In a historic move, the United Nations Economic and Social Council (ECOSOC) has granted consultative status to three gay, lesbian, bisexual and transgender (LGBT)organisations.

The organisations include ILGA-Europe (the European branch of the International Lesbian and Gay Association) and the Danish and German national lesbian and gay associations, LBL and LSVD.

Consultative status granted by the ECOSOC allows these NGOs to enter the United Nations and to participate in its work. Apart from COAL, the Coalition of Activist Lesbians, a group based in Australia, no other LGBT group has been granted this status

“It is a very special moment for the LGBT movement: this historic decision follows the statement made by Norway at the UN Human Rights Council on behalf of 54 countries, pushing that forum to address sexual orientation and gender identity”, says Rosanna Flamer Caldera, Co-Secretary General of the International Lesbian and Gay Association.

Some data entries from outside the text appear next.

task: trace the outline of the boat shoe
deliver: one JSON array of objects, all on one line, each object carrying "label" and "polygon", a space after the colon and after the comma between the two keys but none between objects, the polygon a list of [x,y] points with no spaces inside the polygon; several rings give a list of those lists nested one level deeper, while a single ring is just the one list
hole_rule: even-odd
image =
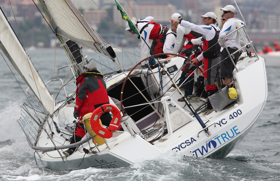
[{"label": "boat shoe", "polygon": [[64,155],[66,156],[70,156],[74,152],[72,150],[67,150],[65,152],[62,152],[62,153],[64,154]]}]

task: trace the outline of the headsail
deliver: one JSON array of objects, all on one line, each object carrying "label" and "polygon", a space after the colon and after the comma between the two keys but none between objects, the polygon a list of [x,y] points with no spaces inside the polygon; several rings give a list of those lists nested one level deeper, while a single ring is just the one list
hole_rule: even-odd
[{"label": "headsail", "polygon": [[111,54],[111,48],[101,38],[71,1],[38,1],[58,34],[110,58],[114,58],[114,54]]},{"label": "headsail", "polygon": [[49,113],[52,114],[54,106],[53,96],[28,58],[2,9],[0,11],[0,48],[44,107]]}]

ILGA, a federation of 550 LGBT groups around the world, has been working for a number of years to have issues around sexual orientation and gender identity recognised at the United Nations. The first speech on LGBT rights ever given at the UN, in 1992, was given in the organisation’s name. In 2006, ILGA held its world conference in Geneva, European headquarters of the United Nations and organised four panels on LGBT issues at the second session of the Human Rights Council.

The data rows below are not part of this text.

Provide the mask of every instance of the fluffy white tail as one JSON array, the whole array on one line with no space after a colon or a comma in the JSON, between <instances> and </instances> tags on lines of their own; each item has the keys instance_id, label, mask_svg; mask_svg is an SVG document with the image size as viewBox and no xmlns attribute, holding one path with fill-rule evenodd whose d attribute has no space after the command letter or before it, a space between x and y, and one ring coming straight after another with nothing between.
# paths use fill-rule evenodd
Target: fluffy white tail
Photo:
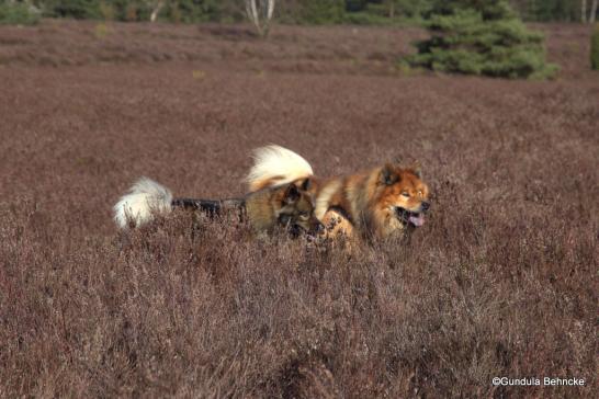
<instances>
[{"instance_id":1,"label":"fluffy white tail","mask_svg":"<svg viewBox=\"0 0 599 399\"><path fill-rule=\"evenodd\" d=\"M142 178L114 205L114 220L121 228L131 223L140 226L151 220L152 213L171 210L172 193L148 178Z\"/></svg>"},{"instance_id":2,"label":"fluffy white tail","mask_svg":"<svg viewBox=\"0 0 599 399\"><path fill-rule=\"evenodd\" d=\"M249 191L291 183L314 174L304 158L281 146L267 146L253 150L253 166L246 181Z\"/></svg>"}]
</instances>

ILGA also initiated a campaign to have an increasing number of LGBT groups apply for ECOSOC status. In an apparent demonstration of uneasiness, and in an attempt to avoid debate on the topics of sexual orientation and gender identity, countries sitting at the ECOSOC have consistently postponed the debate.

“Some states argue or fear we may be asking for special rights and use this as an alibi to block us from entering the UN,” says Caldera, adding that, “This is not a question of special rights. It is a basic question of equality and universality of human rights. We demand the right not to be discriminated against on the grounds of who we are, as lesbians, gays, bisexual and transgender persons. On the international level, this starts with the United Nations recognising the mere fact LGBT people exist, that they can organise as groups and, as such, participate in UN work and protest against the many human rights violations we still suffer from around the world.”

Applications from seven other LGBT groups will be considered by the ECOSOC in 2007.